MSF for Agile Software Development Visual Studio 2005 Team System logo

Activity:

Develop Threat Model

Participating Roles

Responsible:

Architect

Overview

Entry Criteria

    When:

    • New security objectives or scenarios related to existing security objectives have been scheduled to be implemented in the upcoming iteration.

    Dependencies:

    • The logical datacenter diagram is current.

    Sub-Activities

    1

    Create an Application Overview

    • Identify the scenarios that relate to the security objective. Examine each scenario for possibilities where the business rules could be misused. Look at the scenarios that relate to the security objective to look for potential areas between the scenarios that may lead to vulnerability.
    • Identify specific technologies used in the solution. Identifying these technologies will help you focus on technology-specific threats. It also helps you determine the correct and most appropriate mitigation techniques.
    • Identify any key points that you know about authentication, authorization, input validation, configuration management, sensitive data, session management, cryptography, parameter manipulation, exception management, auditing and logging. Determine which areas of the product authentication and authorization.

    2

    Partition Your Application

    • Identify the trust boundaries of your application. Add new zones to the logical datacenter diagram to reflect these boundaries. For each subsystem, consider whether the upstream data flows or user input is trusted. If the input is not trusted, consider how the data flows can be authenticated and authorized.
    • Trace your application’s data inputs through the system from entry to exit. Identify data flows between individual subsystems and components. Start at the top and partition the application by analyzing the data flow between individual subsystems. Use the system diagram to understand the component structure.
    • The entry points of your solution also serve as entry points for attacks.
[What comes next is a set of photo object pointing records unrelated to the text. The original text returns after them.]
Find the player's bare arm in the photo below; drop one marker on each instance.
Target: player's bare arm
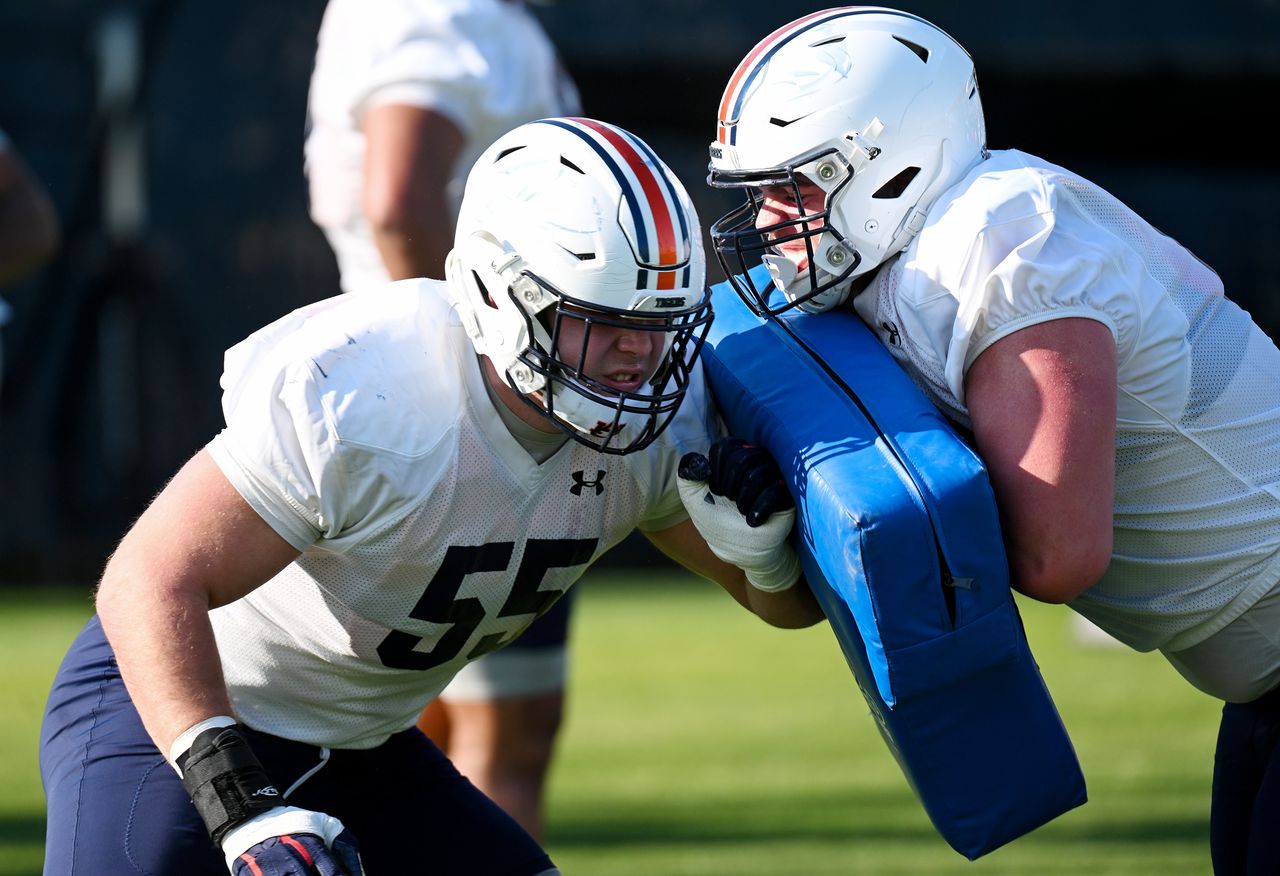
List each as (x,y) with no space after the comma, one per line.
(1043,407)
(196,547)
(408,159)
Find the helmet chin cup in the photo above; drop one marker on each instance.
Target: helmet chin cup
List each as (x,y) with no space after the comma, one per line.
(798,286)
(784,273)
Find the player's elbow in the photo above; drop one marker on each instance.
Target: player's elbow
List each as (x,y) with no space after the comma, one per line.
(1061,575)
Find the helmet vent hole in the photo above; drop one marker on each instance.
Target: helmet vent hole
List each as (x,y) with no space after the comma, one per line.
(917,48)
(580,256)
(897,185)
(484,292)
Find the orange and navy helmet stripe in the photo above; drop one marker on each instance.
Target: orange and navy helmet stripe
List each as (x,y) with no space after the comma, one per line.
(650,197)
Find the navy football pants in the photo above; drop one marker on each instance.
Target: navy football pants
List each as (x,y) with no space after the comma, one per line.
(1244,821)
(115,807)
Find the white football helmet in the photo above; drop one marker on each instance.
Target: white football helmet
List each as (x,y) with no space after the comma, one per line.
(878,108)
(570,218)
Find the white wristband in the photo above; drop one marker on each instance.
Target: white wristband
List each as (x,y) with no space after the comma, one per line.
(777,578)
(277,822)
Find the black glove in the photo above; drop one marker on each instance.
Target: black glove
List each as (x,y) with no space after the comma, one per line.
(242,811)
(744,474)
(750,524)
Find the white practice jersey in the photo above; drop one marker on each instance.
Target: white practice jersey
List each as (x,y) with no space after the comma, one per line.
(485,64)
(1197,493)
(361,429)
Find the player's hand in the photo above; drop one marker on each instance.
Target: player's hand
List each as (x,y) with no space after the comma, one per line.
(739,502)
(291,842)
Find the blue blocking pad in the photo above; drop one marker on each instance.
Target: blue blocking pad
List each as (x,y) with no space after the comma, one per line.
(900,541)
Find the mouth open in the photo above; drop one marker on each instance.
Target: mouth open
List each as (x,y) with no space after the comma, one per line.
(624,381)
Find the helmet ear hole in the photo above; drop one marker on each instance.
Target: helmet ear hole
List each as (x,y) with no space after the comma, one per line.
(896,186)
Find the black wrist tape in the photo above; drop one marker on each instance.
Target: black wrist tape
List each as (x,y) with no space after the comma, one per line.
(225,780)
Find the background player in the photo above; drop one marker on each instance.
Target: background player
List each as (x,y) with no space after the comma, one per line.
(1127,410)
(406,479)
(403,99)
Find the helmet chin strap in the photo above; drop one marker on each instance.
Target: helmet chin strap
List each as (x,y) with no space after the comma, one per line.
(787,278)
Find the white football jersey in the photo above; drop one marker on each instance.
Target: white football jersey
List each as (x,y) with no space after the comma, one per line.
(360,428)
(485,64)
(1197,494)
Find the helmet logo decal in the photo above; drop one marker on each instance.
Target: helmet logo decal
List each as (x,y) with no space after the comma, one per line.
(650,200)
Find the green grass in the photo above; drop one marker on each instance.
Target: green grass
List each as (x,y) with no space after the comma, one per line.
(35,629)
(702,742)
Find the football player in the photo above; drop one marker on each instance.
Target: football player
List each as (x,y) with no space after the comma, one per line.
(1127,410)
(406,479)
(403,99)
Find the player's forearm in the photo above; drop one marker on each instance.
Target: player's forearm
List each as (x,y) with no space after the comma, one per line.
(408,252)
(165,649)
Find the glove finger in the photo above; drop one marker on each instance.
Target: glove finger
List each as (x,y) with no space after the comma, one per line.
(289,854)
(694,466)
(753,480)
(728,459)
(772,500)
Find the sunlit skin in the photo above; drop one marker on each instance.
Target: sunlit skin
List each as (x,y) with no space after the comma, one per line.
(621,359)
(780,205)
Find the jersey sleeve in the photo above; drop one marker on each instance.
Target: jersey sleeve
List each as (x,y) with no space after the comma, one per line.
(1018,249)
(325,434)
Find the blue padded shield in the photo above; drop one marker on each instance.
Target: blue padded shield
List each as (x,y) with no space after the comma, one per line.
(900,541)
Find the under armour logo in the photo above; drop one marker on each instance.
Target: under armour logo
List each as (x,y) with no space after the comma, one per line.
(580,483)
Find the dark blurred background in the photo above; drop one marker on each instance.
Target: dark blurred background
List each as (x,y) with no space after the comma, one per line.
(170,137)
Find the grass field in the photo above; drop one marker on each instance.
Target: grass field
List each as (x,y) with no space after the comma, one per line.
(702,742)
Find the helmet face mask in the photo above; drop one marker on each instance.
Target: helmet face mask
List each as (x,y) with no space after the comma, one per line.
(876,106)
(741,237)
(579,272)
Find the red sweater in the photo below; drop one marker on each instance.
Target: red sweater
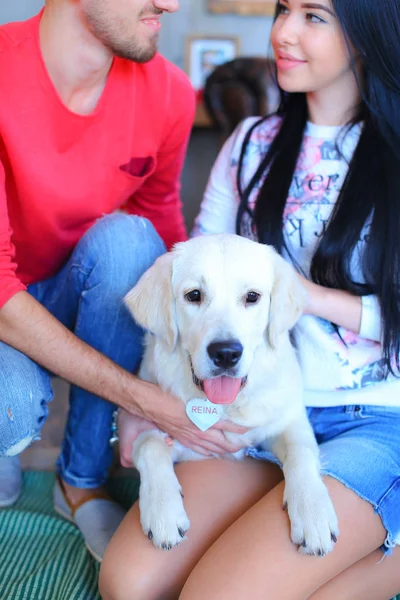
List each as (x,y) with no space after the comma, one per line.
(60,171)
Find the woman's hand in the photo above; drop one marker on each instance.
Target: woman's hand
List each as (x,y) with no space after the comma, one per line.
(337,306)
(163,411)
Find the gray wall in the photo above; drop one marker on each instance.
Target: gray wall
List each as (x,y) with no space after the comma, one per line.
(191,18)
(18,10)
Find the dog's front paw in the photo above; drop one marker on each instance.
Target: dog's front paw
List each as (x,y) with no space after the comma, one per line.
(162,516)
(313,520)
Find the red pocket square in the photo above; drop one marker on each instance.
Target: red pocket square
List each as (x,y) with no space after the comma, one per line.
(139,166)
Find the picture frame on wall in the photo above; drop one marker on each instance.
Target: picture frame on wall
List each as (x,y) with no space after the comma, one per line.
(205,52)
(242,7)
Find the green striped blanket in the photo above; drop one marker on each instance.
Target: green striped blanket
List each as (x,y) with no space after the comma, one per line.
(42,557)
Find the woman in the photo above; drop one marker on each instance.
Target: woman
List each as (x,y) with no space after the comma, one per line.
(327,169)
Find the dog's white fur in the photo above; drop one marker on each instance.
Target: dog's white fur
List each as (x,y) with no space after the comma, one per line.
(224,268)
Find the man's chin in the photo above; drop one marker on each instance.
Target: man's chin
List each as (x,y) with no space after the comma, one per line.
(139,53)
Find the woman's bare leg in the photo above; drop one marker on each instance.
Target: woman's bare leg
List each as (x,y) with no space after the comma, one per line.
(256,559)
(369,579)
(216,493)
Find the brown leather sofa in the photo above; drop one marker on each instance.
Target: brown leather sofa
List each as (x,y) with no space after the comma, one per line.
(238,89)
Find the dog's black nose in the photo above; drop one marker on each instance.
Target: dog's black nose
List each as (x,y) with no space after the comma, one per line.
(225,354)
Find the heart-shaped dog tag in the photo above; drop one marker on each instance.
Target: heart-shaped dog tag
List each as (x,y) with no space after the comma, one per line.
(203,413)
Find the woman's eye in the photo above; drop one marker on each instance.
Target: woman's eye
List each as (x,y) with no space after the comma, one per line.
(282,9)
(193,296)
(252,297)
(314,18)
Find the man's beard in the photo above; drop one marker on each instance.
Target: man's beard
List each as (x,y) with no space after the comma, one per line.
(110,33)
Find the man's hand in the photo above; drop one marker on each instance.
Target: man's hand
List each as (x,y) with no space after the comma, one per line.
(165,412)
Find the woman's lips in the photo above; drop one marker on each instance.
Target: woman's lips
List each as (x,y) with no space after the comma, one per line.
(285,62)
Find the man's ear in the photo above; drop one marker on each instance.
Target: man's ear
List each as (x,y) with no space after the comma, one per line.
(151,301)
(288,299)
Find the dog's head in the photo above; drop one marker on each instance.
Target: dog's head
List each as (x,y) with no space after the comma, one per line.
(220,298)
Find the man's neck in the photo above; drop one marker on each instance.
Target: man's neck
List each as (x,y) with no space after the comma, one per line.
(77,63)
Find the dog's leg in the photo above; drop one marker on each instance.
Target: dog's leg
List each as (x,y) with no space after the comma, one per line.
(162,514)
(314,525)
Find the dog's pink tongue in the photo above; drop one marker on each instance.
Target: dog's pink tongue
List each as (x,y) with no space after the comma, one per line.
(222,390)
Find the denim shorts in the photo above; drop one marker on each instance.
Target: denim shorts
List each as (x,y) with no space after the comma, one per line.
(360,447)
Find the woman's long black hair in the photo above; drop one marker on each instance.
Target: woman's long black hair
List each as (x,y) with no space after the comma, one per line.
(371,190)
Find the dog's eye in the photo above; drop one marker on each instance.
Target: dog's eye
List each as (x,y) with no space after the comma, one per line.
(252,297)
(193,296)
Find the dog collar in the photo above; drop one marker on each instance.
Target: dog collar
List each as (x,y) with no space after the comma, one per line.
(203,413)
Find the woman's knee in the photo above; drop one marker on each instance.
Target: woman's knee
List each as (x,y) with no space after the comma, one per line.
(25,393)
(122,577)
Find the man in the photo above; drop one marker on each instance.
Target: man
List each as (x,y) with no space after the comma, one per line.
(91,120)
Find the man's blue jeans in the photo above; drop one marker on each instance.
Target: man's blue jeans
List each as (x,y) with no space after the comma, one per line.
(86,296)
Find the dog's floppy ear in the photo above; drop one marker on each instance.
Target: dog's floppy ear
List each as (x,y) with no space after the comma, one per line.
(288,299)
(151,301)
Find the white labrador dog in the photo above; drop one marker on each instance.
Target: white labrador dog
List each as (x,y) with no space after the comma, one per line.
(218,310)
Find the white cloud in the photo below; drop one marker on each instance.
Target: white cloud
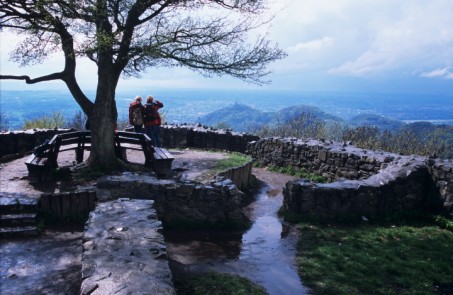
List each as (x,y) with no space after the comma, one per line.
(421,35)
(312,45)
(444,73)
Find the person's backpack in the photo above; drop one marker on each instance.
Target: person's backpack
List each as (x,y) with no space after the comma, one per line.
(137,117)
(149,113)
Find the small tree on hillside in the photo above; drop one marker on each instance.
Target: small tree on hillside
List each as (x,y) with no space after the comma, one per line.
(124,37)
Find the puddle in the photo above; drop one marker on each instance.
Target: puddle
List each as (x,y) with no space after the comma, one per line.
(264,254)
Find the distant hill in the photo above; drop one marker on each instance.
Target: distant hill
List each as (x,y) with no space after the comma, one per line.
(378,121)
(294,112)
(245,118)
(238,117)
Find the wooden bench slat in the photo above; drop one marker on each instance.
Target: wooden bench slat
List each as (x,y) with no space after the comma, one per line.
(158,158)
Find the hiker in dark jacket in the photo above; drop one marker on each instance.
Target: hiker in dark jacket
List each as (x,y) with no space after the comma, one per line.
(152,119)
(136,110)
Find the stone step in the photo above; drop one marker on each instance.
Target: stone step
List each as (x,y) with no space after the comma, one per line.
(23,231)
(14,220)
(12,204)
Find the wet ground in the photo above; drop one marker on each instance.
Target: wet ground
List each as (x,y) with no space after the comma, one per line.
(51,263)
(265,253)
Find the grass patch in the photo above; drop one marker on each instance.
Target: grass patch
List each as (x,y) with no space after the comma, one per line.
(232,161)
(299,173)
(376,259)
(217,284)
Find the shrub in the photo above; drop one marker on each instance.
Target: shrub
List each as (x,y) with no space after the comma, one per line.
(56,120)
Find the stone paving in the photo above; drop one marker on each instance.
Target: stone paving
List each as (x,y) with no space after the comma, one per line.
(124,251)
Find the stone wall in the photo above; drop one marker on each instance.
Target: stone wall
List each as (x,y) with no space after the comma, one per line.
(368,183)
(21,142)
(441,172)
(180,203)
(332,160)
(198,136)
(68,204)
(240,176)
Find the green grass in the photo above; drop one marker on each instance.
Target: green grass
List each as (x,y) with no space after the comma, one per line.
(299,172)
(233,160)
(376,259)
(216,284)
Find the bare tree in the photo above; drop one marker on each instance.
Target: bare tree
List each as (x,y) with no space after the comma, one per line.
(124,37)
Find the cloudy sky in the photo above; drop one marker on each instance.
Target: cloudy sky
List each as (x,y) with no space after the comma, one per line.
(403,46)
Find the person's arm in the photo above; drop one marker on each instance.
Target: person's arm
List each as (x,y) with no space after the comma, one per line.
(131,109)
(159,104)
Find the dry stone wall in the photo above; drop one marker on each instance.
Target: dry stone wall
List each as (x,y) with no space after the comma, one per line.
(367,183)
(179,203)
(199,136)
(332,160)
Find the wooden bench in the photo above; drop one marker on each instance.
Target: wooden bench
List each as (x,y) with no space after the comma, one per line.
(162,162)
(42,164)
(39,168)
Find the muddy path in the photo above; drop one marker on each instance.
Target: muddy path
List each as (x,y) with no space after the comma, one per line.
(264,254)
(51,263)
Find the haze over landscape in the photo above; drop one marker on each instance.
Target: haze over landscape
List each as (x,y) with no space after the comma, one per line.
(343,46)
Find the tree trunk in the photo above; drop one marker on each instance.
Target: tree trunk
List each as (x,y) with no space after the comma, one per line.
(102,123)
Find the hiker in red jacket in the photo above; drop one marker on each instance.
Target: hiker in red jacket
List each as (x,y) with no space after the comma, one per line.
(136,110)
(152,119)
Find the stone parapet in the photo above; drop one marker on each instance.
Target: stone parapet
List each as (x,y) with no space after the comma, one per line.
(441,172)
(332,160)
(187,203)
(368,183)
(198,136)
(124,250)
(401,189)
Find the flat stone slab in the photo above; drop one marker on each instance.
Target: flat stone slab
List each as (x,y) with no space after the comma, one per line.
(124,250)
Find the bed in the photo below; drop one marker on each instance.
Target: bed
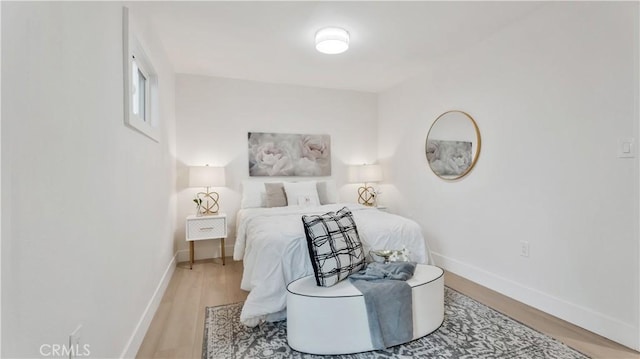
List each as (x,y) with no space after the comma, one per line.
(272,244)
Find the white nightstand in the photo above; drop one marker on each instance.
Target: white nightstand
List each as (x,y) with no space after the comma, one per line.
(206,227)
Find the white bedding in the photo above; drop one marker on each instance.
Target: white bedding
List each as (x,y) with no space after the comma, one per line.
(272,244)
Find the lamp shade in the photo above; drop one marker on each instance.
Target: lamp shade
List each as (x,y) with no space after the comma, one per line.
(205,176)
(366,173)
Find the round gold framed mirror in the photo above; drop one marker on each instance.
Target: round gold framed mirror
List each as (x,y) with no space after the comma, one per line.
(453,145)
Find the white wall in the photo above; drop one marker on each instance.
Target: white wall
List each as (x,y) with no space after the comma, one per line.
(88,205)
(213,118)
(551,94)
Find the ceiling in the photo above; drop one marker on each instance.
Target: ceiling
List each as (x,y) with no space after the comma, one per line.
(274,41)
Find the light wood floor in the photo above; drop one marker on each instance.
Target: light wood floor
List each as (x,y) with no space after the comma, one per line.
(177,328)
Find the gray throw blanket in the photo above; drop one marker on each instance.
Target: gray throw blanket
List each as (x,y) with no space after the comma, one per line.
(388,300)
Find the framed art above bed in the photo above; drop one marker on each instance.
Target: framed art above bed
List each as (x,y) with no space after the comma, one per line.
(280,154)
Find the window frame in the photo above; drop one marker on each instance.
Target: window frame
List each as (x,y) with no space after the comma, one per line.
(134,52)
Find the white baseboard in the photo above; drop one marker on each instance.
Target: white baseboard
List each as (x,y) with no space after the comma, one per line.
(593,321)
(133,345)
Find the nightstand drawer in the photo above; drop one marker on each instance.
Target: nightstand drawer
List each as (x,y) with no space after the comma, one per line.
(206,228)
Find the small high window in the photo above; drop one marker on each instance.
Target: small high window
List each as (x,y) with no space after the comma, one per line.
(140,83)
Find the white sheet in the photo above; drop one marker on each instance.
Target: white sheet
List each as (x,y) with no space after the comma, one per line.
(272,244)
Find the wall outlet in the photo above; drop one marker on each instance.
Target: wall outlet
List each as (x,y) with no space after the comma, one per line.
(524,249)
(74,342)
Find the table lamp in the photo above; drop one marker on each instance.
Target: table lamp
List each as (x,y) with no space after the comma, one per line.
(366,174)
(205,176)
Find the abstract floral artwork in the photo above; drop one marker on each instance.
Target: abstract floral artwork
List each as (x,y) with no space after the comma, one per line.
(449,158)
(278,154)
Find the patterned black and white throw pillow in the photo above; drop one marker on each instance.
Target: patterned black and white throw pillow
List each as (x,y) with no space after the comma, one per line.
(335,248)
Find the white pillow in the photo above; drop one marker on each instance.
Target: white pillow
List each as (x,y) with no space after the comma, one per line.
(327,192)
(254,194)
(301,193)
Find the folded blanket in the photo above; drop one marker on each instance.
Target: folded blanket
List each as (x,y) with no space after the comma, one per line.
(388,301)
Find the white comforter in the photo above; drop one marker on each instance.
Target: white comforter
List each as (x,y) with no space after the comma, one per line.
(272,244)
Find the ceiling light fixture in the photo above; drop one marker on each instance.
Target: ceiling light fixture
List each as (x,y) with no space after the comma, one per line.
(332,40)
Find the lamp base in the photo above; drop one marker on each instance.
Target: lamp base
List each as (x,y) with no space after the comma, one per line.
(209,203)
(367,196)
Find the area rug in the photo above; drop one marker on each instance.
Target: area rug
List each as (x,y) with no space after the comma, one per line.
(470,330)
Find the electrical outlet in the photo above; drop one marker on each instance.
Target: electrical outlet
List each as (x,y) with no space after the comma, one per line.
(74,342)
(524,249)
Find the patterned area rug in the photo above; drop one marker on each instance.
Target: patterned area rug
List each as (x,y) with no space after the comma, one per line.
(470,330)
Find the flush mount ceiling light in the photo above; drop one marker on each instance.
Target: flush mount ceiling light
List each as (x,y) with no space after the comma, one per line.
(332,40)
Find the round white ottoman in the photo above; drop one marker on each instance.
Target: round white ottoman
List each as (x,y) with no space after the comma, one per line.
(334,320)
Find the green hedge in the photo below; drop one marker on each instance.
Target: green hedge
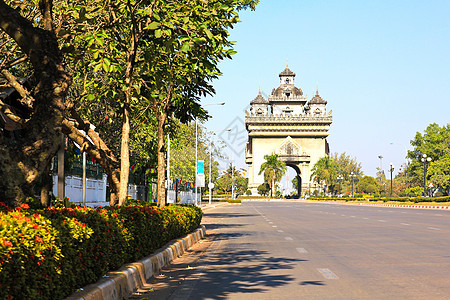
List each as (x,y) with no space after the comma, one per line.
(50,253)
(385,199)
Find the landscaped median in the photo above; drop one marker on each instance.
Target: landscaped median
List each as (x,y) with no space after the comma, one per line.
(51,253)
(426,202)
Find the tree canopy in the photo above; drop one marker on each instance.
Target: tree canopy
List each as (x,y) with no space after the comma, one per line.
(435,143)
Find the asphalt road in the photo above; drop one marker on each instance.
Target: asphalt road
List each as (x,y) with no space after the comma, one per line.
(304,250)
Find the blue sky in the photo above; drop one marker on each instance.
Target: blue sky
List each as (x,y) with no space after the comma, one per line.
(383,67)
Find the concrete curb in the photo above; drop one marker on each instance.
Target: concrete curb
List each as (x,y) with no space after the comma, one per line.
(120,284)
(406,206)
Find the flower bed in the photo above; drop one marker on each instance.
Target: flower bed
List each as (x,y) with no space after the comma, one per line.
(50,253)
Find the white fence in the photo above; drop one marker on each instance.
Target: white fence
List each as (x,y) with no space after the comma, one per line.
(96,192)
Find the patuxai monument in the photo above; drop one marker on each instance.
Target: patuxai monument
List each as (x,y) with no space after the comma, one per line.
(289,125)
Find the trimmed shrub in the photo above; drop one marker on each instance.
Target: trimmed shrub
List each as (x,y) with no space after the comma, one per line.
(49,253)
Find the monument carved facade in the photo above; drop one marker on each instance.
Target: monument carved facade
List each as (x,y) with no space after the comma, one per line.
(289,125)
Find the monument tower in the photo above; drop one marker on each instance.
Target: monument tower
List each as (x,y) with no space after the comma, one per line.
(289,125)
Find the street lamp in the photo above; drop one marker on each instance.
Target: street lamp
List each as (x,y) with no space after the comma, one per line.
(426,161)
(339,178)
(353,177)
(196,148)
(391,169)
(210,184)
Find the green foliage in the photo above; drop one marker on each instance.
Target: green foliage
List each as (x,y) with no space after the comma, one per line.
(435,143)
(49,253)
(368,185)
(231,177)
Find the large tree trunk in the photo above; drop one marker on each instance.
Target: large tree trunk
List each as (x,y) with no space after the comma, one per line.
(161,161)
(24,159)
(124,157)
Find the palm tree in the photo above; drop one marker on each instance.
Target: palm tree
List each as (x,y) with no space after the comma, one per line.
(273,170)
(325,169)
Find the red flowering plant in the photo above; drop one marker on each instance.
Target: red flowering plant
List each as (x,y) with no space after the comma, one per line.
(27,245)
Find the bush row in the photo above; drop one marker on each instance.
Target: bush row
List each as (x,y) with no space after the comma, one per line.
(50,253)
(386,199)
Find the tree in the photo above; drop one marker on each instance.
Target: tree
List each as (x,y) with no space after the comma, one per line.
(368,185)
(325,169)
(157,58)
(33,134)
(273,170)
(435,143)
(347,165)
(232,177)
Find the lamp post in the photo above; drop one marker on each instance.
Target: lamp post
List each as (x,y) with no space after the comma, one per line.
(196,148)
(426,161)
(210,184)
(353,177)
(391,169)
(339,178)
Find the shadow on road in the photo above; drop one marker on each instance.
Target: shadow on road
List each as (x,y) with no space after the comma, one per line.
(243,271)
(229,215)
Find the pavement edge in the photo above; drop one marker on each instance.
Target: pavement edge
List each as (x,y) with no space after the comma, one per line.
(121,283)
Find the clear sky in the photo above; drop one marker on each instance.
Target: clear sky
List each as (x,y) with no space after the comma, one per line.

Examine the logical datacenter, system, and application diagrams for the interfaces between components crossing trust boundaries. Consider the security levels of exposed entry points.
    • Identify the points within your application where it outputs data to the client. Prioritize the exit points around where you write out data that includes client input or includes data from untrusted sources such as shared databases.

    3

    Identify Threats

    • For each asset or objective, identify the scenarios that have been implemented so far that relate to that asset. Utilize these scenarios to drive the discussion of how the system will or will not be used.
    • For each entry point, determine how an adversary might try to affect an asset. Utilize the threat template to document these threats. Utilize the STRIDE classification system to predict what the adversary would do and what his goals would be. The STRIDE model classifies threats in Spoofing, Tampering, Repudiation, Information disclosure, Denial of service, and Elevation of privilege. A threat can belong to multiple categories.
    • Analyze the threats to determine which ones are mitigated. Unmitigated threats will become vulnerabilities or quality of service requirements for security.

    4

    Identify Vulnerabilities

    • Ensure that all parts of the system have been reviewed and that all currently known threat categories have been considered.
    • Review new, changed, or reactivated threats with the appropriate business analyst. Discuss each threat in the context of the scenarios. Describe possible mitigation strategies.
    • Threats evolve over time. Ensure the threat model is updated during each iteration.

    Exit Criteria

    Threats to the solution under development are identified, documented, and rated.

    Architects, developers, and testers can use the model to design, implement, and test effective and relevant countermeasures.